Now an exclamation point can be placed at the end of the final line of the final chapter of the story of one of the greatest basketball players in Richmond area history.
“Megan is a great, great player and she proved it tonight,” Monacan Coach Larry Starr said after the Chiefs’ nail-biting 60-59 win over King’s Fork High School of Suffolk in the State 4A women’s basketball finals last Friday at the Siegel Center. “Megan put us on her shoulders.”
Wearing her signature orange fingernail polish and white headband, the 6-foot-1 Walker tallied 35 points, 11 rebounds, six blocked shots and five steals, all with her ponytail flapping.
In a pressure cooker setting, she scored Monacan’s final 14 points, including the game winner — a short flip through a windmill of arms with 14 seconds left.
“Teams try to deny Megan, but she’s hard to deny,” said Coach Starr. “No. 32 (Walker) refused to lose.”
Still, the tense crowd of some 5,000 fans saw the human side of the 17-year-old who is headed to college at NCAA juggernaut University of Connecticut.
Uncharacteristically, she was 0 for 3 from behind the arc and just 15 for 24 at the foul line, drawing groans from a partisan crowd. She had three turnovers.
Still, her greatness outshined the flaws by far.
Asked afterward if she could have scripted the events more perfectly, she replied: “You always like to think you can do better, but I’ve had a crazy tremendous career at Monacan.”
Walker has the ranking and honors to show for it. Her laundry list of honors starts with being the nation’s No. 1 ranked player by ESPN. She is a three-time State 4A Player of the Year, as well as a three-time 4A East Region and Conference 20 Player of the Year.
Here are some of the Monacan team’s numbers:
• The Chiefs’ Friday, March 10, win over King’s Fork High gives Monacan High three consecutive state titles.
• The Chiefs finished 30-0 this season and 59-1 during the past two seasons combined.

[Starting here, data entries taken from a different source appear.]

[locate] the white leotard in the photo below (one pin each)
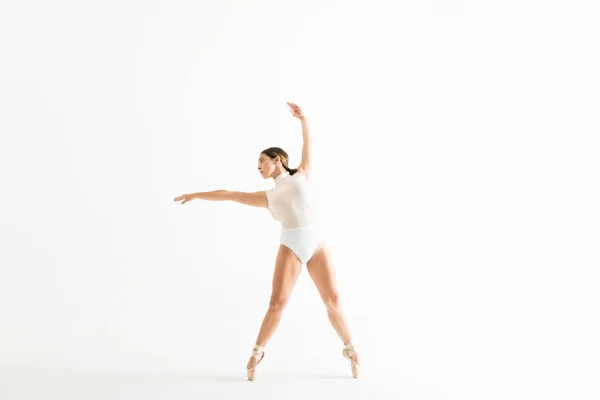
(292, 201)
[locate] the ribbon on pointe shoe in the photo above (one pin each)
(257, 352)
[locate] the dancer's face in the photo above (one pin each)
(266, 166)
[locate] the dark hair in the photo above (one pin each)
(273, 152)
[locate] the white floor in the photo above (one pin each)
(299, 382)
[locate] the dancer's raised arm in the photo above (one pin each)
(306, 139)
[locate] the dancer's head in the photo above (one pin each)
(273, 161)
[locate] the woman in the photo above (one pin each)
(291, 203)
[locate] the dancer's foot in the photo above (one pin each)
(257, 355)
(351, 354)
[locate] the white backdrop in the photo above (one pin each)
(456, 159)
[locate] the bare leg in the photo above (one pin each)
(287, 270)
(322, 273)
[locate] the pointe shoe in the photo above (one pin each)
(348, 352)
(258, 352)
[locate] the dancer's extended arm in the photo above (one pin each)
(255, 199)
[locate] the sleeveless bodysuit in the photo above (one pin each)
(292, 203)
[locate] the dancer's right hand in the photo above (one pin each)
(185, 198)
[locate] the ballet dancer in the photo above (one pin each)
(301, 241)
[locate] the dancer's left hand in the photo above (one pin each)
(296, 111)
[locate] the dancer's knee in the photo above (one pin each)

The team’s record was 104-7 during Walker’s four seasons.
• Striking inside, outside and all areas in between, Walker accumulated 2,162 points — 708 points this season alone — despite sitting out many minutes of her team’s lopsided victories.
• As an eighth-grader, she led Manchester Middle School to an undefeated season and the Chesterfield County title in 2013, setting the stage for her success at Monacan.
Walker exits as one of the premier players in area annals and almost certainly the most heavily sought.
In assessing “all-time greatness,” Walker’s only competition might come from Jessie Hicks, the 6-foot-4 Thomas Jefferson High School center who twice earned All-ACC honors at the University of Maryland in the early 1990s.
Hicks was the 12th overall pick in the 1997 WNBA draft four years after she finished at Maryland.
Also mentioned among top players is Chantel Adkins of the Henrico High School Class of 1991, who scored 2,320 points and later starred at Temple University.
Midway during her freshman year at Monacan, Walker drew serious attention from the nation’s elite college programs, including the Connecticut Huskies.
It wasn’t uncommon to see Huskies Coach Geno Auriemma, among others, on a star search in Chesterfield County.
Walker will be going from one of the most successful high schools program in Virginia to unquestionably the best college program. UConn has won 10 NCAA titles since 2000, including the last four. The Huskies are now on an unfathomable 100-plus game winning streak.
Now get this: There is an opening for an incoming freshman in the UConn lineup. The Huskies’ seniors include Saniya Chong, a wing guard (Walker’s likely college position) averaging more than 30 minutes per game.
Those having witnessed Walker at Monacan are convinced her greatness will continue in college, with the only difference being she’ll change her nail color from Monacan orange to UConn navy blue.